<小田切の部屋>

「すまないな。福本。俺はちょっと限界だった・・・」
と小田切。

「いいさ。誰だってあんな三好の様子を見れば、おかしくもなる」
と福本。
そっと水を差し出す。
小田切はそれを受け取ると、喉を鳴らして飲んだ。
その滑らかな喉を、福本はじっと観察している。

福本は、小田切の喉仏を見るのが好きだった。
男らしくて、それでいて繊細。
触れてみたくなる・・・。

「なんだ?じっと人の喉を見て。
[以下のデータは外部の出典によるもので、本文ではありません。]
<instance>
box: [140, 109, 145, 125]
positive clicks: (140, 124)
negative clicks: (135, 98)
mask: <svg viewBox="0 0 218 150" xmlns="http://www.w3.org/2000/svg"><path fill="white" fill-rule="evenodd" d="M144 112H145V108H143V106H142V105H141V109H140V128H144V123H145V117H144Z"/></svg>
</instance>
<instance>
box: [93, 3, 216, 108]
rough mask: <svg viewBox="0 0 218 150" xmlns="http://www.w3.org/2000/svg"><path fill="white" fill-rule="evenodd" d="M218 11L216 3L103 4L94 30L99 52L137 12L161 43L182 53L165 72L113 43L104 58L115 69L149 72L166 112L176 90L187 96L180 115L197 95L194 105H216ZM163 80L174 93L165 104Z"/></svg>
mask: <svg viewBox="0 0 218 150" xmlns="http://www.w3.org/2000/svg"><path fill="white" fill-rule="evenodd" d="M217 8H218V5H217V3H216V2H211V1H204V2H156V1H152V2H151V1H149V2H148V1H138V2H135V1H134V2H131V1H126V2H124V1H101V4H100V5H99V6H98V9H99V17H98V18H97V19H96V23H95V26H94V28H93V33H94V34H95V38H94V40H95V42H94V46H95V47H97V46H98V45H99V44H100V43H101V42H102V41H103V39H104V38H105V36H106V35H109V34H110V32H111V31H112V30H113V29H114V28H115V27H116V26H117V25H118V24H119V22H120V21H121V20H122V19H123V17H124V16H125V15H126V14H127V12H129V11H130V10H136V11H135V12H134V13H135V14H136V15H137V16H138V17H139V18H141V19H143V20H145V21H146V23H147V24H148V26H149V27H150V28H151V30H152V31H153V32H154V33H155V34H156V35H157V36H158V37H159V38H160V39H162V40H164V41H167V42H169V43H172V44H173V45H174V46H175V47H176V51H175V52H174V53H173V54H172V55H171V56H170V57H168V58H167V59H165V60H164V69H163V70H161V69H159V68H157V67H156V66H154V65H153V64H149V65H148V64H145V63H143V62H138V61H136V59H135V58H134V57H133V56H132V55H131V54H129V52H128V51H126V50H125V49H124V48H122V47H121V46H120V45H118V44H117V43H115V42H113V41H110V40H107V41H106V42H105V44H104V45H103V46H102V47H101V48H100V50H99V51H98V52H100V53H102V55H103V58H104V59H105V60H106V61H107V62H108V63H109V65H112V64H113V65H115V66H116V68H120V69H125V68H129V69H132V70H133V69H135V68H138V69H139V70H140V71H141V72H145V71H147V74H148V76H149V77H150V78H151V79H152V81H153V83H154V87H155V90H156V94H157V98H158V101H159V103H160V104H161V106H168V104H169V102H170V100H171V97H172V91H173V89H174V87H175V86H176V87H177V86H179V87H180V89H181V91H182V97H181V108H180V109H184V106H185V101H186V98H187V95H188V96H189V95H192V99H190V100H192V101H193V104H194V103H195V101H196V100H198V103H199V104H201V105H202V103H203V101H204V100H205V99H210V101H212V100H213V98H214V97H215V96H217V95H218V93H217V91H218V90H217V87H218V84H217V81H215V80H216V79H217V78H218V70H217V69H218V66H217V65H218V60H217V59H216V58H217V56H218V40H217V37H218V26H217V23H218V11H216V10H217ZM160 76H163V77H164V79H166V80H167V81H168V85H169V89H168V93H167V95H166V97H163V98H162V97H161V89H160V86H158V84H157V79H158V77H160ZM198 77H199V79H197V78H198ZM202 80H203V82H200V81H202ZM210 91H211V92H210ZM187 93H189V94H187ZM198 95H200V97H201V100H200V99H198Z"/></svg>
なんかついてるか」
「いや、うまそうに飲むと思っただけだ」
「ああ、うまかったが・・・。ありがとう」
小田切は福本にコップを渡すと、ごろりと横になった。

そして、目を閉じる。

誘っているのか?まさかな。

福本は自分の妄想を笑いながら、
「風邪引くぞ、小田切」
と言った。

お前は俺のことなんか、道端に生えた草ほどにも気にしない。
それが気楽といえば気楽で、不満といえば不満だ。
今、自分がキスを仕掛けたら、小田切はどうするだろう。
そんな妄想を打ち消して、福本は小田切に毛布をかけた。

「俺は戻る。またな」

小田切はどう見てもノンケだ。
だが、ホモ以外は帰ってもらった、というD機関の噂はどうなっているのだろうか・・・。
小田切が同類なら、こんなつまらないことで悩む必要はないのだが。

福本は頭をかきながら、皆のいる場所へと戻っていった。